Whether you're scaling Mount Everest, launching a business or even just starting a new job, a daunting new challenge can easily knock you out of your comfort zone.
Few people know that better than Jimmy Chin, the professional mountain climber, filmmaker and photographer. In a career filled with amazing achievements, the 46-year-old Chin has done everything from climbing (and skiing down) Mount Everest to winning an Academy Award for directing the 2018 documentary film "Free Solo" with his wife, Elizabeth Chai Vasarhelyi.
And in 2011, Chin and his team even completed the first-ever successful ascent of India's nearly 22,000-foot high Meru Peak via the Shark's Fin route, which became the subject of another documentary film, "Meru."
In other words, Chin is no stranger to massive undertakings. He recently shared some of his advice on the best ways to prepare for your next big challenge with CNBC Make It.
"We're human. Anytime you're going after something big in your life where the stakes are high, the consequences are high, you're battling doubts [and] fears," Chin told CNBC Make It recently at a New York City event promoting Futurelight, a new line of North Face performance apparel.
That's as true for the average person facing a potentially life-changing moment as it is for a professional climber, like Chin, preparing to mount a dangerous expedition. What Chin has learned from his career, he says, is to not let yourself get overwhelmed by high stakes.
You might have "big, lofty goals," Chin says. "But you can't think about it purely in that kind of stakes. You have to deconstruct it."

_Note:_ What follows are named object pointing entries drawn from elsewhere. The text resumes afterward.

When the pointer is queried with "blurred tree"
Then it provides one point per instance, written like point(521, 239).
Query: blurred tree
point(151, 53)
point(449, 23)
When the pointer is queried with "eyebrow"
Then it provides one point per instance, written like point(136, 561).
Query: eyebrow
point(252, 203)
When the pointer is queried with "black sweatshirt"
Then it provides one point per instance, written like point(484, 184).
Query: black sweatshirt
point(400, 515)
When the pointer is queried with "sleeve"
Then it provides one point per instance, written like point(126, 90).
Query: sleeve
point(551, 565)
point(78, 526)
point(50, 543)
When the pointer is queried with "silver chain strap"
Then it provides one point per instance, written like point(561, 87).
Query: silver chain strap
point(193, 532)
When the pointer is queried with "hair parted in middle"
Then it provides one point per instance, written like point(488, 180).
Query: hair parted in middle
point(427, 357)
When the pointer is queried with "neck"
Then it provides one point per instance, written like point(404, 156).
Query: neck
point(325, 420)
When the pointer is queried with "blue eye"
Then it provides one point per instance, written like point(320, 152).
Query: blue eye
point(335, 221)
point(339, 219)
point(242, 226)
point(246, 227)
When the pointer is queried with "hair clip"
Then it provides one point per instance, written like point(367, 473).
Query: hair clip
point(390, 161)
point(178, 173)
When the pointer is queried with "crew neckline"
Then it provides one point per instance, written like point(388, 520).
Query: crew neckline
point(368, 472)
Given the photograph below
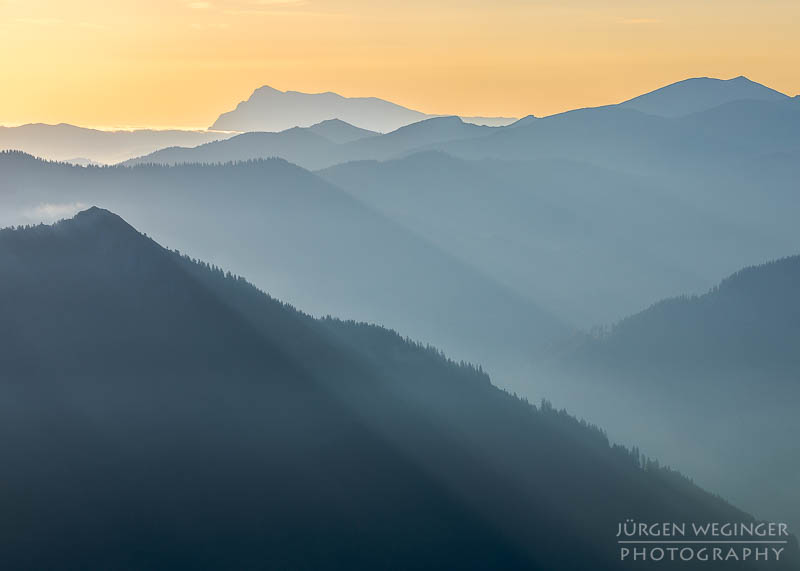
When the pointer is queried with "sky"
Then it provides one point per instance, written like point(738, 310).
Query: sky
point(180, 63)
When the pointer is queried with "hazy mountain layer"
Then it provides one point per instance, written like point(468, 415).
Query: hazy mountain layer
point(316, 147)
point(589, 243)
point(714, 379)
point(67, 142)
point(163, 415)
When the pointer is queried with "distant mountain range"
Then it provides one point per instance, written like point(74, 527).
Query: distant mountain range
point(168, 415)
point(272, 110)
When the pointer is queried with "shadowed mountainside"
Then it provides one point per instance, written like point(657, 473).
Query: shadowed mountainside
point(169, 416)
point(304, 240)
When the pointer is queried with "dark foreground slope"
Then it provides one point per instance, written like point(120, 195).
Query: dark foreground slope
point(715, 379)
point(162, 415)
point(305, 241)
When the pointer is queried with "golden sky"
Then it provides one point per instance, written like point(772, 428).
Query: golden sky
point(183, 62)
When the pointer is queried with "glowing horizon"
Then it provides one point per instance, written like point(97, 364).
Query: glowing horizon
point(180, 63)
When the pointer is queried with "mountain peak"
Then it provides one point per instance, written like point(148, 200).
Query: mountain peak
point(269, 109)
point(98, 221)
point(698, 94)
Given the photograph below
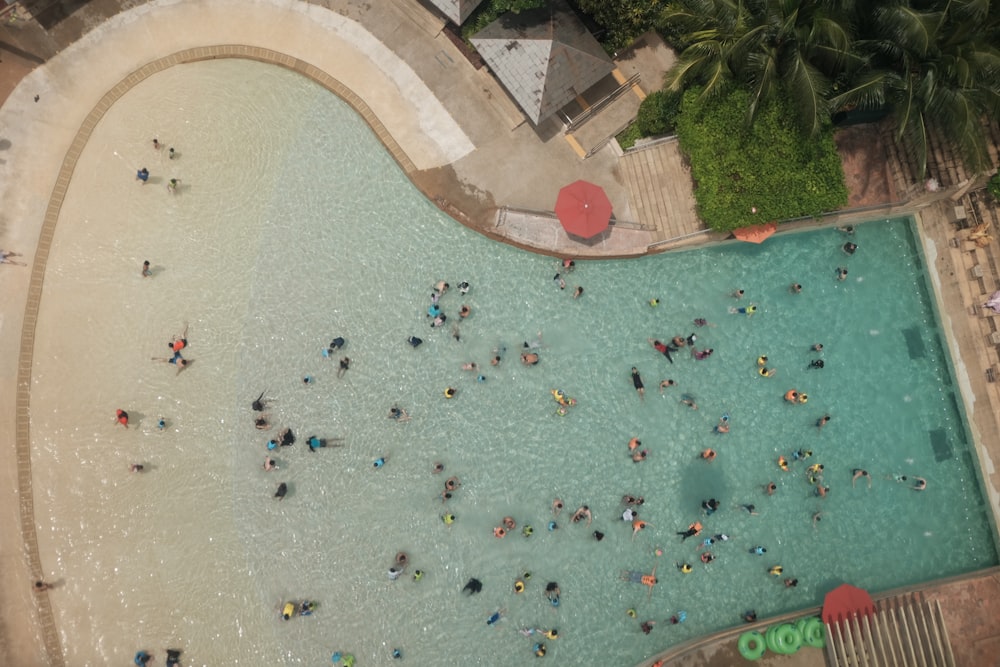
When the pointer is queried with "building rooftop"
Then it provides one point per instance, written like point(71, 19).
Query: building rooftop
point(543, 57)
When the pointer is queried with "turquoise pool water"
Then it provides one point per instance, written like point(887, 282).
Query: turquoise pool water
point(290, 233)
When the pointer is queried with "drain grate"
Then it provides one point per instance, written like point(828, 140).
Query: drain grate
point(915, 343)
point(940, 445)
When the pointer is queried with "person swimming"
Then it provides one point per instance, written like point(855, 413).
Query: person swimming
point(637, 383)
point(693, 529)
point(662, 348)
point(553, 593)
point(582, 513)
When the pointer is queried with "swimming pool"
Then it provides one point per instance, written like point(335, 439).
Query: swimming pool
point(286, 234)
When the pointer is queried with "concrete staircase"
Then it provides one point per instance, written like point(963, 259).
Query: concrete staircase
point(905, 631)
point(660, 189)
point(943, 162)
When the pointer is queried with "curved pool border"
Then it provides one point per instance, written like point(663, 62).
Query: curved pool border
point(45, 616)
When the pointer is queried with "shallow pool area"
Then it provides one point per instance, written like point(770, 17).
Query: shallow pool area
point(292, 226)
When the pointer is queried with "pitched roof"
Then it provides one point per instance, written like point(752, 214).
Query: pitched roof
point(456, 10)
point(543, 57)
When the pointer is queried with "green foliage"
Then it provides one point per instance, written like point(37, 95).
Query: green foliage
point(770, 166)
point(658, 112)
point(623, 19)
point(627, 137)
point(490, 11)
point(933, 64)
point(994, 185)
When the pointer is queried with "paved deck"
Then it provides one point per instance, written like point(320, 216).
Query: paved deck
point(453, 126)
point(659, 184)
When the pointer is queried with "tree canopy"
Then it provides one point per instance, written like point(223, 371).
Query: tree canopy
point(748, 175)
point(933, 64)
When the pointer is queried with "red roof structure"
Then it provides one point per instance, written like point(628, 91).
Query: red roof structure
point(845, 603)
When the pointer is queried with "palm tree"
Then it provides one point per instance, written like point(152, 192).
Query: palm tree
point(934, 69)
point(793, 47)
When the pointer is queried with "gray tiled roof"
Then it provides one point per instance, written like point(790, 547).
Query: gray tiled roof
point(543, 57)
point(456, 10)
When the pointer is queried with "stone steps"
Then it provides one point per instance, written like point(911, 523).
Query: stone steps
point(660, 189)
point(906, 630)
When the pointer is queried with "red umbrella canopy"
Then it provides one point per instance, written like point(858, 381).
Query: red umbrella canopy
point(583, 209)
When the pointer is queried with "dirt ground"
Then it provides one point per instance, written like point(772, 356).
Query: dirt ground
point(863, 158)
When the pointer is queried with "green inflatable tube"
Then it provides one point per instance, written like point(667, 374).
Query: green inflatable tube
point(751, 645)
point(783, 639)
point(789, 638)
point(772, 642)
point(814, 633)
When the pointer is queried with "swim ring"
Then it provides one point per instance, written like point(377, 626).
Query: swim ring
point(751, 645)
point(783, 639)
point(813, 632)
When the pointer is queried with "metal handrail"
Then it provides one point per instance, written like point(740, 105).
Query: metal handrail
point(600, 104)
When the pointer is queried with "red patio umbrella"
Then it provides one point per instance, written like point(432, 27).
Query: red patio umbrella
point(755, 233)
point(583, 209)
point(846, 602)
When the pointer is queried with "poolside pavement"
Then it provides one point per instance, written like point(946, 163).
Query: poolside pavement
point(467, 151)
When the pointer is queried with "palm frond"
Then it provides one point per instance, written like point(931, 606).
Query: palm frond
point(868, 92)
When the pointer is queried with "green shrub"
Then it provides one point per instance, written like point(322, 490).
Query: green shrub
point(490, 11)
point(658, 112)
point(770, 167)
point(994, 185)
point(627, 137)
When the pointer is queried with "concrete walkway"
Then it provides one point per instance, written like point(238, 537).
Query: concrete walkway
point(659, 183)
point(457, 134)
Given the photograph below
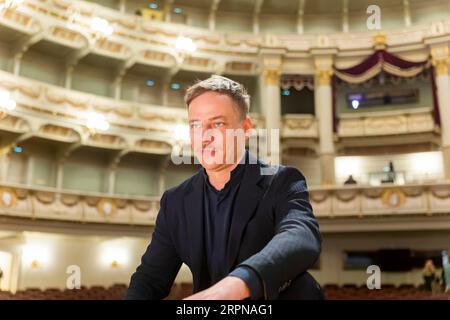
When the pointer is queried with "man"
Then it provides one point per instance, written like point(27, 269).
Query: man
point(243, 233)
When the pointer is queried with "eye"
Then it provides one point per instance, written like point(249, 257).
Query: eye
point(195, 125)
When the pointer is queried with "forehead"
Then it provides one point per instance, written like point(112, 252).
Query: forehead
point(212, 104)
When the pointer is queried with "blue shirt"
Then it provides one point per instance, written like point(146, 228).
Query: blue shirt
point(218, 211)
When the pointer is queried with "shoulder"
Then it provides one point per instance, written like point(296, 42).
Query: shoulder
point(288, 178)
point(181, 189)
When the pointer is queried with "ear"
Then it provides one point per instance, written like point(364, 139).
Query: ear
point(248, 125)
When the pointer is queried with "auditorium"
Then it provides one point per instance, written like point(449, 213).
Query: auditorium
point(348, 99)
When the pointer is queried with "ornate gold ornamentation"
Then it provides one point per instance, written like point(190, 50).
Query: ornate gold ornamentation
point(272, 77)
point(441, 65)
point(8, 198)
point(394, 198)
point(323, 77)
point(107, 207)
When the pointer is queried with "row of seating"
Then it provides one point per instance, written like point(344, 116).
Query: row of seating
point(180, 291)
point(115, 292)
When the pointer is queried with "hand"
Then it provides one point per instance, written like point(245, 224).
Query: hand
point(229, 288)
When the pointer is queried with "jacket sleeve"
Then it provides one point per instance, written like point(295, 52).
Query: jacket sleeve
point(296, 244)
point(159, 266)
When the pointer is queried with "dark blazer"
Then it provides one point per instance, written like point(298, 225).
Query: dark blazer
point(273, 231)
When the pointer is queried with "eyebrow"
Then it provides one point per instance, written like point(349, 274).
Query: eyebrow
point(210, 119)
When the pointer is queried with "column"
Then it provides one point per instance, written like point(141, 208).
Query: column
point(440, 61)
point(323, 104)
point(271, 105)
point(122, 4)
point(60, 174)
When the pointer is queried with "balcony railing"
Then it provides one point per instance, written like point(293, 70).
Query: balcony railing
point(348, 201)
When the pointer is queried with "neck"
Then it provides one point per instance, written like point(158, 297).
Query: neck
point(219, 178)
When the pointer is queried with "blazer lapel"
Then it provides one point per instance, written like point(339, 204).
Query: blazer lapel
point(247, 199)
point(193, 211)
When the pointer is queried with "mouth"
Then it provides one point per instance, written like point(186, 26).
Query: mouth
point(209, 151)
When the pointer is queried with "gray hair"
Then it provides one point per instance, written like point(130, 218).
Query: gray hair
point(223, 85)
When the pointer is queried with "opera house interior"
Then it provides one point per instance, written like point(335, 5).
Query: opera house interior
point(92, 108)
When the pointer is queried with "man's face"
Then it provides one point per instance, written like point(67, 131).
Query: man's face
point(212, 116)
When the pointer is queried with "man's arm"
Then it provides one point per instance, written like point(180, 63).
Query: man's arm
point(159, 264)
point(297, 242)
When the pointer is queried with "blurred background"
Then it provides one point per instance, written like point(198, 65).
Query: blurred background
point(91, 107)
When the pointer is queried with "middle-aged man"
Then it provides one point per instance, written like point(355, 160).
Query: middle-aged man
point(242, 232)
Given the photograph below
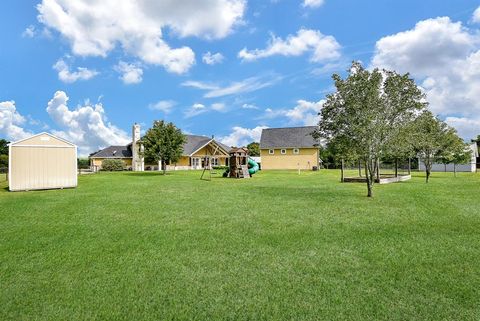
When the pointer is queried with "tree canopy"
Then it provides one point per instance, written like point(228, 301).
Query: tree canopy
point(4, 147)
point(163, 142)
point(253, 149)
point(367, 113)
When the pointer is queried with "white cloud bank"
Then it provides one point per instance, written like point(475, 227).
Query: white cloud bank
point(129, 73)
point(86, 126)
point(304, 113)
point(238, 87)
point(95, 28)
point(242, 136)
point(313, 3)
point(67, 76)
point(11, 122)
point(212, 59)
point(476, 16)
point(445, 57)
point(323, 48)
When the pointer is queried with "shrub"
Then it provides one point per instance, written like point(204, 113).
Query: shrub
point(83, 163)
point(112, 165)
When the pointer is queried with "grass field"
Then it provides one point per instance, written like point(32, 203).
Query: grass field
point(142, 246)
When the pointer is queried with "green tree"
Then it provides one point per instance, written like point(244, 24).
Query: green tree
point(253, 149)
point(434, 141)
point(367, 110)
point(163, 143)
point(3, 147)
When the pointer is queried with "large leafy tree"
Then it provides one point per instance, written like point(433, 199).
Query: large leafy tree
point(163, 143)
point(253, 149)
point(3, 147)
point(434, 141)
point(369, 109)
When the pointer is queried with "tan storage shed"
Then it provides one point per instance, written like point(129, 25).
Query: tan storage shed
point(42, 161)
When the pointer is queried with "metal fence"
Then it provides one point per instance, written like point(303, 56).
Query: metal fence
point(3, 174)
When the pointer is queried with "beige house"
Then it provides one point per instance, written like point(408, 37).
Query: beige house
point(195, 151)
point(289, 148)
point(42, 161)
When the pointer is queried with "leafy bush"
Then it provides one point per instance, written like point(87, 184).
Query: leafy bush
point(3, 161)
point(83, 163)
point(112, 165)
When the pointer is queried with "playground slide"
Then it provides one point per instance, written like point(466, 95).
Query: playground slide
point(252, 166)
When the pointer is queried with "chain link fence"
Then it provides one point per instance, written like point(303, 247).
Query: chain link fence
point(3, 174)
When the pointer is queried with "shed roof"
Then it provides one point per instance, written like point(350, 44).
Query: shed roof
point(299, 137)
point(34, 140)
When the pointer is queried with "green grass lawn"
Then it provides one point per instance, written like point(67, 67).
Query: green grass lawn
point(142, 246)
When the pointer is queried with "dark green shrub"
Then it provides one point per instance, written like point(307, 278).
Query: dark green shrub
point(3, 161)
point(112, 165)
point(83, 163)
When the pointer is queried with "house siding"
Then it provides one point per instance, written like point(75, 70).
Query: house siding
point(305, 159)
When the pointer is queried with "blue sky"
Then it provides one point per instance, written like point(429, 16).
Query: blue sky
point(227, 68)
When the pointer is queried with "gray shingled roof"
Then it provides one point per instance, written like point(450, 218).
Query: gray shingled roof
point(194, 142)
point(114, 152)
point(299, 137)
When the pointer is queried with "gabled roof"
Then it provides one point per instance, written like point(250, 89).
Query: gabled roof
point(40, 134)
point(288, 137)
point(114, 152)
point(195, 143)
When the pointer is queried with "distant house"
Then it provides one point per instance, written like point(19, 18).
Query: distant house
point(289, 148)
point(193, 157)
point(468, 167)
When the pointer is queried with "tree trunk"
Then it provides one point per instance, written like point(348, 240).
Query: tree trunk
point(342, 178)
point(396, 167)
point(370, 176)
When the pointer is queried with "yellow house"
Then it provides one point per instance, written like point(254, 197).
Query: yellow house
point(194, 155)
point(289, 148)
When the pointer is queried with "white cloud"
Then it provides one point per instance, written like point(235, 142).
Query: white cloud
point(11, 122)
point(444, 56)
point(466, 127)
point(247, 85)
point(218, 106)
point(313, 3)
point(163, 105)
point(95, 28)
point(130, 73)
point(323, 48)
point(29, 32)
point(86, 126)
point(476, 16)
point(212, 59)
point(242, 136)
point(249, 106)
point(303, 113)
point(195, 110)
point(65, 75)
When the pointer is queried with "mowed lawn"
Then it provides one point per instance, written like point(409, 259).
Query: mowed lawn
point(280, 246)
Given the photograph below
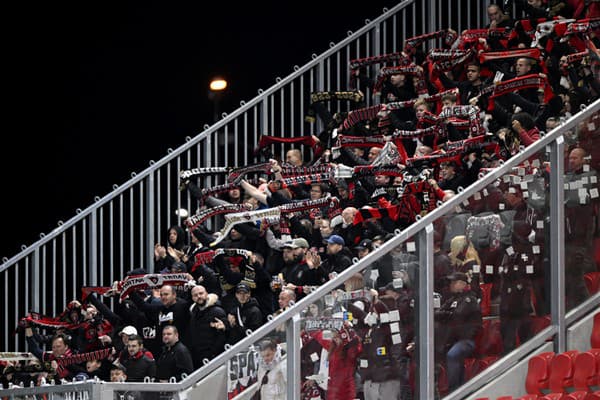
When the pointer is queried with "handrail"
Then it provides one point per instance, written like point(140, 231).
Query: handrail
point(155, 165)
point(398, 239)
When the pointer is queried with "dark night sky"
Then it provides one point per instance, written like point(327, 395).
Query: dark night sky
point(94, 90)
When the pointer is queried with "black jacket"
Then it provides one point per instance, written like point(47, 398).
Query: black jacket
point(176, 314)
point(173, 362)
point(248, 316)
point(205, 341)
point(138, 367)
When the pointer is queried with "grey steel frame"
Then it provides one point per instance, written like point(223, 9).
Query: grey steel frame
point(86, 232)
point(423, 230)
point(117, 233)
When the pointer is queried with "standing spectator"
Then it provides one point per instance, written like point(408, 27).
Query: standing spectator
point(60, 350)
point(338, 256)
point(344, 348)
point(272, 372)
point(175, 250)
point(118, 373)
point(207, 319)
point(176, 359)
point(581, 225)
point(171, 310)
point(498, 19)
point(458, 321)
point(244, 315)
point(450, 178)
point(138, 365)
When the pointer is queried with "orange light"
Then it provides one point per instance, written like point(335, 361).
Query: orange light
point(218, 84)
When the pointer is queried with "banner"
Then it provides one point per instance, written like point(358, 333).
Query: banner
point(242, 370)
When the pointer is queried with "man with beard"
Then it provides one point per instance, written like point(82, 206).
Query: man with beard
point(176, 359)
point(338, 256)
point(244, 314)
point(207, 320)
point(299, 272)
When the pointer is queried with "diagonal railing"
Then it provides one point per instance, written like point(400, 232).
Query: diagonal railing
point(98, 245)
point(118, 232)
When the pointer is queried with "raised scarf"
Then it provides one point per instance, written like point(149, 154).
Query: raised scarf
point(411, 44)
point(237, 174)
point(357, 63)
point(310, 141)
point(195, 220)
point(142, 282)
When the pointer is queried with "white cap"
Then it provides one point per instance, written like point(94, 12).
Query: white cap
point(128, 330)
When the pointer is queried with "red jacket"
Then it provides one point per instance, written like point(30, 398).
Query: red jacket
point(340, 385)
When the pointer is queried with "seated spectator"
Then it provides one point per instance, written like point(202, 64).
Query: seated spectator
point(175, 361)
point(138, 365)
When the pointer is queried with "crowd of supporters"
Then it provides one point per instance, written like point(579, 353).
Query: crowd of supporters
point(442, 117)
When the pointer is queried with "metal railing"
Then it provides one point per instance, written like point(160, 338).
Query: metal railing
point(118, 232)
point(420, 238)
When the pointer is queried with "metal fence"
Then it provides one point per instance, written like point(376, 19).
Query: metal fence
point(118, 232)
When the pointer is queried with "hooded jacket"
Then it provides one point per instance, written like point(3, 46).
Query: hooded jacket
point(204, 340)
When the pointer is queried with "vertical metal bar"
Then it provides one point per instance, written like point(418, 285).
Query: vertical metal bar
point(150, 222)
point(111, 249)
point(459, 27)
point(74, 261)
point(102, 265)
point(156, 209)
point(263, 111)
point(121, 228)
point(208, 158)
point(292, 335)
point(425, 371)
point(27, 281)
point(93, 256)
point(64, 274)
point(141, 233)
point(557, 242)
point(282, 113)
point(84, 267)
point(5, 273)
point(292, 113)
point(54, 274)
point(44, 285)
point(17, 292)
point(236, 145)
point(131, 228)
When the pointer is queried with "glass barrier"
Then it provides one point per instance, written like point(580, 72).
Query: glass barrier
point(581, 201)
point(358, 340)
point(491, 272)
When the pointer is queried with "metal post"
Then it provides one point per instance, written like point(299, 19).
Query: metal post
point(93, 249)
point(292, 336)
point(35, 281)
point(150, 221)
point(432, 16)
point(424, 308)
point(557, 242)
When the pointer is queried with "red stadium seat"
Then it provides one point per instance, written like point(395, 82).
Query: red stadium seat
point(561, 371)
point(595, 337)
point(592, 282)
point(489, 340)
point(538, 373)
point(473, 366)
point(552, 396)
point(539, 323)
point(585, 372)
point(443, 381)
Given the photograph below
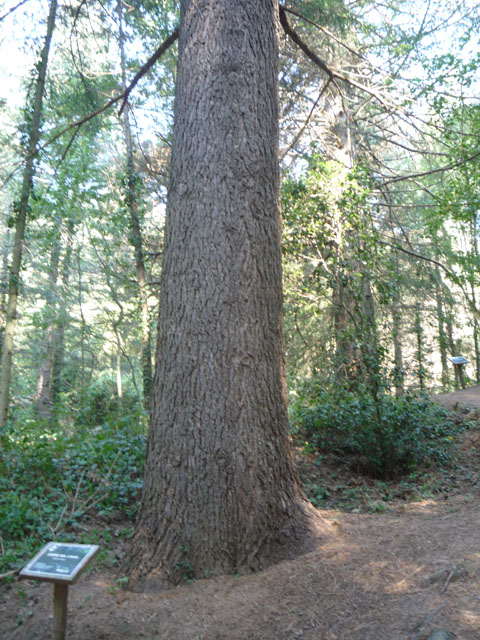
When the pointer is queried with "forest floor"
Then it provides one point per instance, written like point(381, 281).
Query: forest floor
point(397, 560)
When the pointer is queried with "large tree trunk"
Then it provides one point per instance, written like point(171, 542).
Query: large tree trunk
point(21, 219)
point(220, 492)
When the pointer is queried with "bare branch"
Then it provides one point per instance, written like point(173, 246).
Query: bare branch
point(148, 65)
point(5, 15)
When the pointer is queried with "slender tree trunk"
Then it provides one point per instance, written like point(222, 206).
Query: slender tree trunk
point(476, 340)
point(451, 344)
point(442, 335)
point(59, 343)
point(43, 396)
point(136, 236)
point(220, 492)
point(20, 222)
point(419, 340)
point(4, 287)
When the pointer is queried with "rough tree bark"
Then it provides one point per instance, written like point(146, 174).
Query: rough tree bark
point(220, 492)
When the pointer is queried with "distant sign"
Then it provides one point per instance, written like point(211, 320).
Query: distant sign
point(60, 562)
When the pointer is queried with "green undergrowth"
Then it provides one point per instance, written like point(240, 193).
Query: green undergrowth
point(51, 481)
point(386, 438)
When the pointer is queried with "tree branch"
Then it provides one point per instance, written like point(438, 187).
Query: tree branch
point(122, 96)
point(148, 65)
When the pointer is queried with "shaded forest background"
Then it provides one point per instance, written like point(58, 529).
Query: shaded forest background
point(379, 155)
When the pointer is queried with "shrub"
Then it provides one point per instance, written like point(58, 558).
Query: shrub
point(383, 439)
point(49, 480)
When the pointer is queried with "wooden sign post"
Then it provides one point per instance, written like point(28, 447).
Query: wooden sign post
point(61, 563)
point(459, 362)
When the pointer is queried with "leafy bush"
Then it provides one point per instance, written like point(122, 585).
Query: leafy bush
point(102, 405)
point(50, 480)
point(385, 439)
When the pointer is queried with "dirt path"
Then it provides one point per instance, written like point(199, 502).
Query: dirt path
point(396, 575)
point(392, 576)
point(466, 399)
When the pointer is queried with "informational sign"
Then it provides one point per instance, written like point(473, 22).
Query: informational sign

His advice is to simplify your huge challenge in your mind by breaking it into smaller tasks and preparing for each of them, one at a time.
A metaphor that Chin says he and his fellow climbers often use is: "It is literally one step in front of the other."
"You're breaking down the variables you can control [and] you identify the variables you can't control," he says.
In Chin's case, he avoids getting overwhelmed by the magnitude of a major challenge, like climbing Meru Peak, by focusing on the aspects of an expedition that he has the most control over, like his own fitness levels and endurance (he said in January he tries to train a few hours a day, either in the gym or hiking in the mountains) and ensuring he has all of the necessary gear required to survive a major expedition.
"If you just focus on 'What's the next step I have to take to make this happen?' — but, still kind of anticipate the future and look at the bigger picture — if you can balance those two things, that's how you get big things done," Chin tells CNBC Make It.
It's just as important not to get too hung up on the variables you can't control, Chin adds.
"There are some things that are out of your control," he says. "You can set yourself up for success and do everything you possibly can to achieve your goal, but sometimes there's things that happen that are just not in your control and you can't beat yourself up.
"You've got to move on to the next thing … having a little bit of that objectivity is really important."